Awards and highlights
- Consensus All-American (1927); Third-team All-American (1925); 2× First-team All-PCC (1925, 1927); Midland Sports Hall of Fame;

= Morley Drury =

American football player (1903–1989)

Morley Edward Drury (February 15, 1903 – January 21, 1989), nicknamed "the Noblest Trojan of Them All," was a quarterback for the University of Southern California.

==College career==
A graduate of Long Beach Polytechnic High School, Drury was a prominent quarterback for the USC Trojans of the University of Southern California, helping coach Howard Jones in leading USC during the 1920s.

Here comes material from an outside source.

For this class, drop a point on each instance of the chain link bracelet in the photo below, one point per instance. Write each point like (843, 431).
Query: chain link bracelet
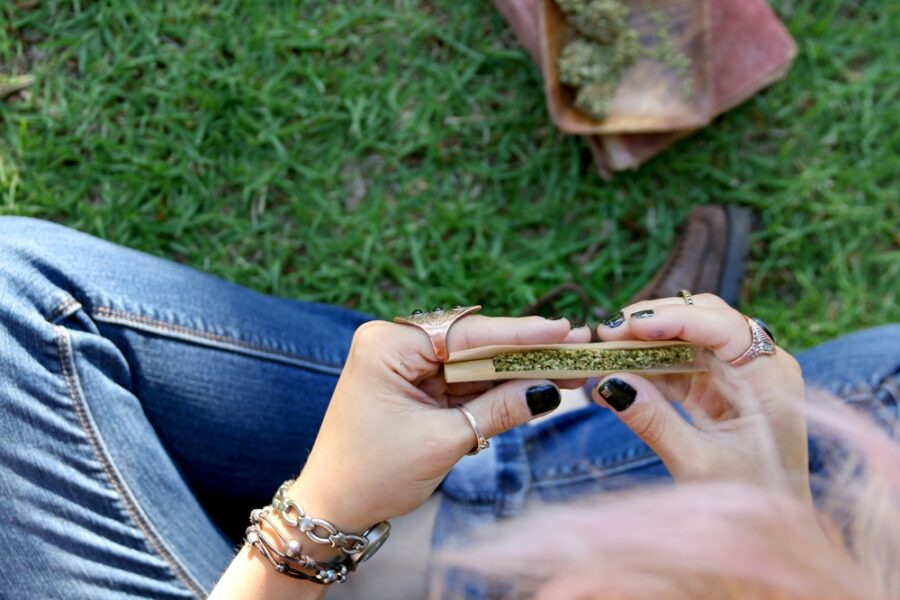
(318, 531)
(290, 560)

Drury's finest season came in 1927 as the senior captain employed his skillful passing and rushing to carry the Trojans to an 8–1–1 record. USC shared the Pacific Coast Conference title with Stanford University, battling the Indians to a 13–13 deadlock. The only smudge on the Trojan record was a mid-season loss to powerful Notre Dame, 7–6. Drury had 180 yards and three touchdowns against Washington, prompting the crowd at Memorial Coliseum to give him a 10-minute standing ovation. Drury led the team in scoring (76 points) and rushing (1163 yards) and won first-team All-America honors. His 1163 yards marked the first time a USC player surpassed 1,000 yards rushing and stood as a USC record until Mike Garrett eclipsed the mark with 1440 yards during his 1965 Heisman Trophy campaign.

Drury was elected to the College Football Hall of Fame in 1954. Drury died in 1989. In 2010, Morley Drury joined his late brother, former NHL hockey player and United States Olympian Herb Drury, as an inductee of the Midland (Ontario) Sports Hall of Fame, in the Athlete category.